You'd think the madrassas backed by the America-funded Madrassa Foundation (administered, no doubt, by General Boykin) might take a bit of a hit to their legitimacy. But, you know, I'm a details man. And why quibble with a bold idea...
And I have to agree with his assessment disagreeing with the numerous comments about this memo that have been coming out - people interpreting it to mean that Rumsfeld isn't the monster he pretends to be - that privately (or at least not publicly) he has his doubts about the whole neocon approach. When I read the memo, however, I had a similar reaction to Josh's:
Yes, there's pessimism. But it's pessimism of a certain sort. The theme of the memo isn't that there might have been too much of X or too much of Y, but that they need to consider 2X or 2Y. And perhaps if things get really freaky, Y squared or even cubed.

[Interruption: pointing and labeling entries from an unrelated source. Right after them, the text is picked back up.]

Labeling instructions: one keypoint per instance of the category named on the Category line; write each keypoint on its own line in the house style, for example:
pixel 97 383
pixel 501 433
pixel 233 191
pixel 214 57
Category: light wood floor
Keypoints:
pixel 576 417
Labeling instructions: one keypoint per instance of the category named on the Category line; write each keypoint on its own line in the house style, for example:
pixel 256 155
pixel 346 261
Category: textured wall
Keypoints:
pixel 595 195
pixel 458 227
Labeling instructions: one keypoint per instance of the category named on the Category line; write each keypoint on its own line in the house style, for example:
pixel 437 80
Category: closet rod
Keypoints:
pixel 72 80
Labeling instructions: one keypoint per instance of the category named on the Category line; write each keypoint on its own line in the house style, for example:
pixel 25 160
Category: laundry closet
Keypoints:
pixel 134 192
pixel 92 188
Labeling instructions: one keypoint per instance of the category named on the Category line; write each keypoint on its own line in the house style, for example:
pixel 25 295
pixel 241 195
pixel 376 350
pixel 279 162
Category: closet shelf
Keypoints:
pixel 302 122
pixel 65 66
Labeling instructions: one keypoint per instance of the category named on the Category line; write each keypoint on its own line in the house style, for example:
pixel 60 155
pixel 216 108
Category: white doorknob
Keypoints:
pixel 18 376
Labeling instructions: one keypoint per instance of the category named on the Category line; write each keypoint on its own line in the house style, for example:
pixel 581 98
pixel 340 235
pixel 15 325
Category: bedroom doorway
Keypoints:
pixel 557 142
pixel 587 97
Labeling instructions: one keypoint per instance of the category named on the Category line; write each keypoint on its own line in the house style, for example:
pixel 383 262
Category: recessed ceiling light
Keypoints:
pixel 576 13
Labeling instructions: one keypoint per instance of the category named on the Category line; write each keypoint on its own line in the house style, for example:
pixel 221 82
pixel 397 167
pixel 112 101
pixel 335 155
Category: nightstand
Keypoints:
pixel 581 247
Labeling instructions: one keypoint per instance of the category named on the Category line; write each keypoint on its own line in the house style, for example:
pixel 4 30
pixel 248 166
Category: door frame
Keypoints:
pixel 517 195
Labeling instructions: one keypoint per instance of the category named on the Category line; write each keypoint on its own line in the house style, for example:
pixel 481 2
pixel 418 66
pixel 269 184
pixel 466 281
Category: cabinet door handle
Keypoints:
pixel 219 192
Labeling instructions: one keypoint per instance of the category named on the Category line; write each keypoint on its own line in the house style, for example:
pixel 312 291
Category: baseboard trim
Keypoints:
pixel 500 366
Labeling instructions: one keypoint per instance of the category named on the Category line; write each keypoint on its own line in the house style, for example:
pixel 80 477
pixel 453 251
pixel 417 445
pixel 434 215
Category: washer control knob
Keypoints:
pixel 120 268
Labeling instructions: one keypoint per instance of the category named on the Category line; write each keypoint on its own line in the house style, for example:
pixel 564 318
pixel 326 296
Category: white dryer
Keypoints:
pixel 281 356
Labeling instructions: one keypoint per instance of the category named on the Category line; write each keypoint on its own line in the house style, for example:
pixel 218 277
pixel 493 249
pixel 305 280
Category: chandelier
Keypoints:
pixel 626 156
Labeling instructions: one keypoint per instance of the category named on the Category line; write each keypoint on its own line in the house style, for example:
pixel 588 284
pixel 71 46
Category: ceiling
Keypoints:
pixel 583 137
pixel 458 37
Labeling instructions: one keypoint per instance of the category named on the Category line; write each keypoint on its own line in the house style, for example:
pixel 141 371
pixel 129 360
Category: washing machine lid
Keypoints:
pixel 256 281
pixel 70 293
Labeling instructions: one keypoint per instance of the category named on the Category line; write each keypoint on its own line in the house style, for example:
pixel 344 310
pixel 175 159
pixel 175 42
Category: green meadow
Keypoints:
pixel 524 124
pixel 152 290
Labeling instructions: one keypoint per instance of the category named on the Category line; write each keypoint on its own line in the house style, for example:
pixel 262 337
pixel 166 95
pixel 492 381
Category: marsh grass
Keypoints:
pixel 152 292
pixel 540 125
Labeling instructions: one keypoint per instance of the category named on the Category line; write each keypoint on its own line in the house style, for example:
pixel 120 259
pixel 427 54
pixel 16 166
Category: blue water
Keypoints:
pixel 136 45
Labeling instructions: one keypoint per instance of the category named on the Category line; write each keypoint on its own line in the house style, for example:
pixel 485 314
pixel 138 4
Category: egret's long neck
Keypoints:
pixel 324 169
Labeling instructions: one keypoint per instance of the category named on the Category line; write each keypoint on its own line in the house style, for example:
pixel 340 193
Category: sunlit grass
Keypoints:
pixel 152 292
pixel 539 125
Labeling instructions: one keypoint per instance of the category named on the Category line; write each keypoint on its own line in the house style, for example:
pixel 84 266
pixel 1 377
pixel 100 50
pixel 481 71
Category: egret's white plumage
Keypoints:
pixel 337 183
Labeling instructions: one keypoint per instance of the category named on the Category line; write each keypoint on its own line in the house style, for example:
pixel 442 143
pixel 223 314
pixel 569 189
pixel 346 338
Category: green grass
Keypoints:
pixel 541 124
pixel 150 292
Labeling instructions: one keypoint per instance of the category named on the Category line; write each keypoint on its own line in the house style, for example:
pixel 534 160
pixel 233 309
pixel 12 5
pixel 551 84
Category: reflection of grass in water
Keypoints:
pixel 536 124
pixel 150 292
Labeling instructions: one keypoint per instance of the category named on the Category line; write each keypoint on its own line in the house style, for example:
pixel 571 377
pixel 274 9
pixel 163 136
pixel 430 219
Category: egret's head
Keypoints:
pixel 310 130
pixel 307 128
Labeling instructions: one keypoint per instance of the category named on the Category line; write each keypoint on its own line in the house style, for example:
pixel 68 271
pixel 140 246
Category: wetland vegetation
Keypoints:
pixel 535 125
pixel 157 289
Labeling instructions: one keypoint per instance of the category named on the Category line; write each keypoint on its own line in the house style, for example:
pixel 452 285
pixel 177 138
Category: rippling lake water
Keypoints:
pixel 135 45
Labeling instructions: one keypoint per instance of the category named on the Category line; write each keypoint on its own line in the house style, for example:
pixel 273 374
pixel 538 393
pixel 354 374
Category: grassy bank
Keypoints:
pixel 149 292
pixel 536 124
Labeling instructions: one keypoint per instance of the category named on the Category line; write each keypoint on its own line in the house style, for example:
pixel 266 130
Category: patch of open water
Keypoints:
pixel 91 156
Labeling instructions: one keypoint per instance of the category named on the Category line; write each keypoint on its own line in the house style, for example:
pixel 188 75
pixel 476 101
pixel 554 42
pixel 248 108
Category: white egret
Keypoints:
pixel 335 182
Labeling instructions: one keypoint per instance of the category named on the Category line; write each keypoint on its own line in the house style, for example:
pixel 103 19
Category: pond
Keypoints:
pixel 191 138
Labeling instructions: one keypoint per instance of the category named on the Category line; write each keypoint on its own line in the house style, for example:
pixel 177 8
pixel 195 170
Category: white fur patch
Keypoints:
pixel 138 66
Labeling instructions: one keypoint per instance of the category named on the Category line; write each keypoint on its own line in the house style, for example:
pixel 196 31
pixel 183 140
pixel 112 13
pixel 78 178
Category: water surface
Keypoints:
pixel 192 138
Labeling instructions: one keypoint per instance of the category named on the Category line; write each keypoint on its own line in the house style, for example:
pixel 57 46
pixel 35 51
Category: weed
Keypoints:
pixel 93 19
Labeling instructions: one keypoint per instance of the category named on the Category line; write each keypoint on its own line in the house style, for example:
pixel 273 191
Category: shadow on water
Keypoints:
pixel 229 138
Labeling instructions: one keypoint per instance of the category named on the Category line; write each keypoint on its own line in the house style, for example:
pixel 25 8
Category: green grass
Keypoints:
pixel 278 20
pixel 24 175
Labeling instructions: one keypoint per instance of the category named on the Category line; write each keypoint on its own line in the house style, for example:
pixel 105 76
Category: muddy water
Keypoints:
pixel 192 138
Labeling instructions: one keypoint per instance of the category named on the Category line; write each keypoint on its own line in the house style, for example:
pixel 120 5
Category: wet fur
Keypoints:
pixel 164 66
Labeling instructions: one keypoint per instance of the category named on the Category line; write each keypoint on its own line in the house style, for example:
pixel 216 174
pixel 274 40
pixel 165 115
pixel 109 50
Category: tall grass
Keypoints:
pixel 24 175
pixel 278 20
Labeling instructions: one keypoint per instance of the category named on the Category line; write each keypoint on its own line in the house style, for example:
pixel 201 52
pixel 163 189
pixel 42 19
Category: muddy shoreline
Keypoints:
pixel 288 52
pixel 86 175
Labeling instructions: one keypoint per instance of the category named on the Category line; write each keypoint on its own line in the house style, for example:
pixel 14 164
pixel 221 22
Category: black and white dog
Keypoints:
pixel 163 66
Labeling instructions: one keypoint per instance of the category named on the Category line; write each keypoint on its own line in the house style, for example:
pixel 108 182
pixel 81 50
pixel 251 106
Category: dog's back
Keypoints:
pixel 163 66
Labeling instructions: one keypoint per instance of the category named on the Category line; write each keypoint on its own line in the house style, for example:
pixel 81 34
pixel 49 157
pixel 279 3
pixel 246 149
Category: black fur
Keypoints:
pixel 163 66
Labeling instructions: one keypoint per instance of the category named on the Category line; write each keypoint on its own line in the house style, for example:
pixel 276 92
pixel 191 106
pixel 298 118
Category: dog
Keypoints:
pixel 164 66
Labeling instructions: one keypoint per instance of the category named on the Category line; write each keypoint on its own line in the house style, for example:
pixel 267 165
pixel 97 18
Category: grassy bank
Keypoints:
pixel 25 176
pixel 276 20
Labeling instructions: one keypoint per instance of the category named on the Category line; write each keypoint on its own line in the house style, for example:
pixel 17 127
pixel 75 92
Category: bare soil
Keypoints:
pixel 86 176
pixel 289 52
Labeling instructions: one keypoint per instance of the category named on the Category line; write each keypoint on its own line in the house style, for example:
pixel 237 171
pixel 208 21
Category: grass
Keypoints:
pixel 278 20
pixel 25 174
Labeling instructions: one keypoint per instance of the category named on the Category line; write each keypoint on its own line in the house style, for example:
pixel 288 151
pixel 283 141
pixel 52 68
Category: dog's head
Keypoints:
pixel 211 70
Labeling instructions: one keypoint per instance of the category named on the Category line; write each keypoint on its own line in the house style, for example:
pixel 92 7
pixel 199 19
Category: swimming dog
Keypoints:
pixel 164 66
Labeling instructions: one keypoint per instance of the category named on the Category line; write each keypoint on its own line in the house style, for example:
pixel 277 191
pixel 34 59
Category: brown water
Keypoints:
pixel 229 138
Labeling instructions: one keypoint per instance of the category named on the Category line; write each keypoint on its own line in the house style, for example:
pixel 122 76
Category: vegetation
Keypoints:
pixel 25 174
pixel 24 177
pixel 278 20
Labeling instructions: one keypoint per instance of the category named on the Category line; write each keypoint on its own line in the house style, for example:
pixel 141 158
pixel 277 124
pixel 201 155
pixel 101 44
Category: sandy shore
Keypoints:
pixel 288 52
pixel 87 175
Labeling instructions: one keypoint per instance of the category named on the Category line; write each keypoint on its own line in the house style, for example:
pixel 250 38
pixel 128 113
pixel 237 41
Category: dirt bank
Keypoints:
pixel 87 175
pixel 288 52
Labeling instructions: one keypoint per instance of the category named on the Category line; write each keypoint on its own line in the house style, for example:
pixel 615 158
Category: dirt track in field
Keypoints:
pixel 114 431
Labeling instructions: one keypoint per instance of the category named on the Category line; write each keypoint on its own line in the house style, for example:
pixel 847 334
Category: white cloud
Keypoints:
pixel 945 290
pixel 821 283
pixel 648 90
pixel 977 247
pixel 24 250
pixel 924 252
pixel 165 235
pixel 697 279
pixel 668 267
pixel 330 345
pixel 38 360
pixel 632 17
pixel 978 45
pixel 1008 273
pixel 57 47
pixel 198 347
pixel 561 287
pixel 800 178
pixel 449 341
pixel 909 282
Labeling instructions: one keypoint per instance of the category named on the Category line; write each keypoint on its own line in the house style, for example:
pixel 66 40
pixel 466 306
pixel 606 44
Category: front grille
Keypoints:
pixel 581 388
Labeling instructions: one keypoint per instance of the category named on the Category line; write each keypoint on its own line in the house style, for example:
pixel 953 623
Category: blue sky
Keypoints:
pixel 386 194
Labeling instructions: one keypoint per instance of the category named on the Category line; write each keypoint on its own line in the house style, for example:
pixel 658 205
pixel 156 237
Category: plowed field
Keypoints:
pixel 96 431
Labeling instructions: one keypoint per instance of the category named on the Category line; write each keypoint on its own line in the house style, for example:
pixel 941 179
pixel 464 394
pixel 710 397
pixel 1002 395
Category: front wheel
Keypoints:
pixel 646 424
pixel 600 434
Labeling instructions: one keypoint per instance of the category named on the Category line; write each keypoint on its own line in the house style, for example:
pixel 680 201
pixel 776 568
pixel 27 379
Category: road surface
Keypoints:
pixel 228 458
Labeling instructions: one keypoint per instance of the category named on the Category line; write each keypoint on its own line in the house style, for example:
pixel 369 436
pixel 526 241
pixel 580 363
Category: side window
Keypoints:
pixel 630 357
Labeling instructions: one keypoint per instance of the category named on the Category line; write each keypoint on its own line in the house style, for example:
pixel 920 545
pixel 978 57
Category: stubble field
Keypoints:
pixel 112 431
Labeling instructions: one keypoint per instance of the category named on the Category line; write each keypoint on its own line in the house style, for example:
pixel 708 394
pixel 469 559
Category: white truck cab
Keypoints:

Josh also gives his reasons for believing that the information about a Saudi-Pakistani nuclear pact is probably disinformation.
Billmon takes on the memo as well. He also lays out my own views on the verity of anything we get from Iraq's Saddam's-thugs-turned-Ameica's-thugs.
Like I said: take it with a grain of salt. But using a Mukhabarat man to arrest a dissident Shi'a cleric (or torture a few Shi'a prisoners) would be another one of those little ironies that make the New Iraq® such a difficult place to parody.
And he has a nice little post called "Dishonor Roll" quoting some of the gang who tried to push that "support our troops or be a traitor" business down America's throats (and succeeded to a large degree, I might add).
Check it out.
....or do what you want....you will anyway.